Ethin wrote:
And I suspect that the only reason Intel hasn't made the IDT support 2^32 interrupts is because it would break existing OSes. Even if doing so would be a very, very good idea, IMO, and would support the (probably impossible) case of 16777216 devices in PCIe, and would support practically every kind of computer setup for centuries to come, if not longer.
You know, I'd like the exact opposite of that: Could we please take a page from PowerPC and get a way to receive all external interrupts at a single place, then maybe push an identifier to the stack? Because right now, I already have two-hundred twenty-four interrupt handler routines that are all doing basically that in software. This also can't be a big problem in the CPU as it already knows which interrupt is being invoked, and it already has a way to push things on stack. (It also can't be a big problem to make the new feature switchable with a bit in, say, EFER. Or make a new MSR if you must.)
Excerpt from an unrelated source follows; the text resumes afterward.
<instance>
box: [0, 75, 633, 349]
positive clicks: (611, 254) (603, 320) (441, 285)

Or to make it short, I want the interrupt number as data, not as a code address.
For those curious, on PowerPC, all exceptional conditions end up at a certain address defined in the architecture, and "external interrupt" is one such condition. All external interrupts go to address 0x700 (physical). To find out which device interrupted you, you have to ask the PIC, thus making the interrupt number available as data. The architecture only supports this one interrupt level, and a given machine could have any PIC implementation desired, supporting however many interrupts you want.
Now that's a beautiful idea. I imagine it would minimize code by quite a bit. My Rust kernel has all interrupts -- all 256 of them -- defined because I wasn't sure how to dynamically tweak the IDT back when I did that, and if x86 did this I could just do a single handler that dispatches to other functions depending on what the interrupt really is.